Stimulants, also known as excitants and hypersthenics, are medicinal substances capable of exciting a temporary and rapid exaltation of the organic actions, the excitation thus produced being extended or not to the rest of the system. Although the stomach is the organ generally selected in medical practice to be the first impressed by stimulants, on account of the extensive sympathy which exists between it and the rest of the system, in dental practice these agents are topically applied to the mucous membrane of the mouth as counter-irritants and vesicants. The influence of stimulants is most apparent in conditions of morbid depression, whereas in health they soon induce depression. They possess the power of arousing the energies of the nervous system, and hence are beneficial in many nervous disorders, especially those of a spasmodic nature.
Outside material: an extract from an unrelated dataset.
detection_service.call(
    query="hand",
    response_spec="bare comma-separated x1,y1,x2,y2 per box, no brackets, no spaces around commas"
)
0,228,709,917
When applied to the gastro-intestinal canal they promote digestion as stomachics, and when administered to dispel flatulence they are known as carminatives. When internally administered, it is for the most part advisable to begin with small doses, and increase them as circumstances may require. In some cases, however, it is necessary to give them freely from the first. It is often requisite to change the stimulating substance and also the part of the body to which it is applied; when the stomach fails, the rectum and skin may be acted upon beneficially. Topically applied, stimulants irritate and inflame the parts with which they come in contact, and are then known as irritants.

The most powerful and rapid stimulants are known as diffusible, while others of a vegetable nature, containing a volatile oil, are termed aromatic. Among the class of diffusible stimulants are such agents as alcohol, preparations of ammonia, arnica, phosphorus, etc., etc. Among the class of aromatic stimulants are capsicum, cinnamon, black pepper, mace, cloves, pimento, oil of turpentine, ginger, cardamom, calamus, gaultheria, peppermint, origanum, etc., etc.